With the release of The Captain Is Dead, Let The Drum Corpse Dance it seemed that the odd-but-sublime altar that had been constructed to Neutral Milk Hotel could be safely realigned to point the hyperbolic gaze of the indie glitterati towards Minus Story. That album was a hypnotic set of skewed pop songs that either confounded you or made you a convert to Minus Story’s way of thinking. During the course of The Captain Is Dead, Let The Drum Corpse Dance the listener was able to hear tape loops, layered percussion and percussive sound, an ungainly but successful mix of lo-fi attitude and studio trickery, and a wall of densely layered sound that the band jokingly (?) referred to as “a wall of crap”. But through it all Minus Story kept a “gosh, we’re just glad to be here” attitude that made the music endearing. The band exuded a love of what they did, a love of the sounds that they made and, at times, what seemed to be genuine surprise at just what those disparate sounds had created. Through the richly-slanted layers of their songs came stray melodies banged out on a piano, or the accent of sleigh-bells which held a song like “won’t be fooled again” together like so much baling-wire-and-spit on a county fair Ferris wheel.

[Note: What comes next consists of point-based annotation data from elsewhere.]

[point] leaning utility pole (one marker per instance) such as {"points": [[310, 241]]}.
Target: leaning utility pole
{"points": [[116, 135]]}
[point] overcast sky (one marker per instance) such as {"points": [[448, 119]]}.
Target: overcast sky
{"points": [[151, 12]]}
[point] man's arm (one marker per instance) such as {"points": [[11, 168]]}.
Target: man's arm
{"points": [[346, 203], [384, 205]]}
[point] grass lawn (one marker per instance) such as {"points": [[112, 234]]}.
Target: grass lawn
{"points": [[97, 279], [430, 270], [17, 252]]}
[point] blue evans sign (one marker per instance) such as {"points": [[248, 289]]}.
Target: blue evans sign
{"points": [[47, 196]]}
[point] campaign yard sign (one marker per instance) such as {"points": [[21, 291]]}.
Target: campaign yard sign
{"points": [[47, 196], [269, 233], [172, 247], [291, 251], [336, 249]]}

So what would Minus Story do for an encore? Was it realistic to expect the fresh-faced wide-eyed mad scientist gleam to continue once the band had been thoroughly exposed to the ravenous vultures of rock criticism and the mind dulling expanse of weeks and months of touring? It could well be argued that Minus Story did exactly the right thing to keep the wolves at bay. Instead of immediately attacking the rigors of the sophomore album they pulled the string short and released a five-song, one ghost story EP containing two new songs, two old ones and a Misfits cover. There’s just enough in the two new songs on Heaven And Hell to keep fans and critics curious about what the boys may be plotting in the backroom.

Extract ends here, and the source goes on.